Granularity of extraProps

For versioned datasets, you can set base extra properties at the dataset level and override or extend them per version. Version-level extraProps take precedence over dataset-level ones:

dataset:
type: versioned
title: National Road Infrastructure
baseSemanticModelRef: https://semiceu.github.io/GeoDCAT-AP/
currentVersion: 2.0.0
extraProps:
dct:spatial: "POLYGON((3.37 50.75, 3.37 53.47, 7.21 53.47, 7.21 50.75, 3.37 50.75))"
dcat:temporalResolution: P1D
dcat:spatialResolutionInMeters: 25.0
versions:
- version: 1.0.0
distributions:
- backendUrl: https://api.example.org/geo/roads
mediaType: application/geo+json
- version: 2.0.0
extraProps:
dcat:spatialResolutionInMeters: 10.0
distributions:
- backendUrl: https://api.example.org/geo/roads
mediaType: application/geo+json

In this example, both versions inherit dct:spatial and dcat:temporalResolution from the dataset config, and the first version inherits dcat:spatialResolutionInMeters from the dataset config while the second version overrides it with its own value.

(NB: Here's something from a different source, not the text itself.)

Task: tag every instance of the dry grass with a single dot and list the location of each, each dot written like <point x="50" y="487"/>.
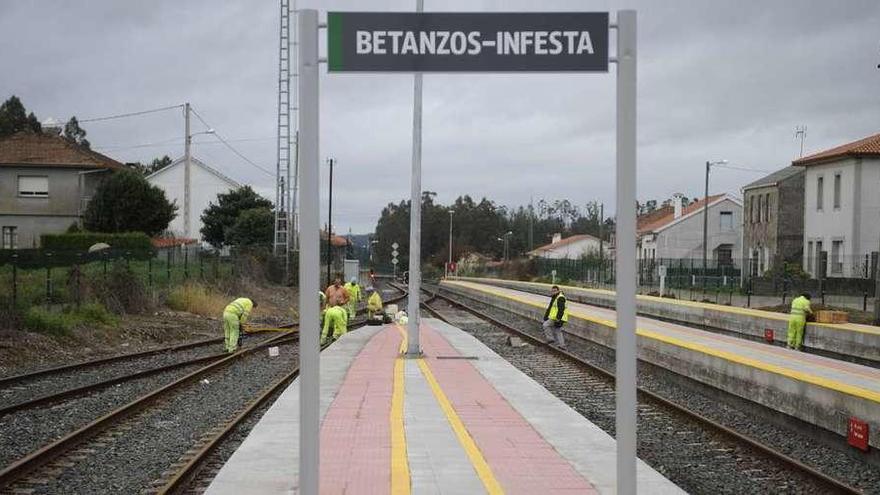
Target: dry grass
<point x="197" y="299"/>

For collection datasets, you can set base extra properties at the config level and override or extend them per item. Item-level extraProps take precedence over config-level ones:

dataset:
type: collection
extraProps:
dct:spatial: Netherlands

initCollection:
- id: "urn:dataset:geo-roads"
title: Road Network Data
version: v1
backendUrl: https://api.example.org/geo/roads
mediaType: application/geo+json
extraProps:
dcat:spatialResolutionInMeters: 5.0
- id: "urn:dataset:geo-buildings"
title: Building Registry
version: v1
backendUrl: https://api.example.org/geo/buildings
mediaType: application/geo+json
extraProps:
dcat:spatialResolutionInMeters: 1.0

In this example, both items inherit dct:spatial from the collection config, while each item has its own dcat:spatialResolutionInMeters.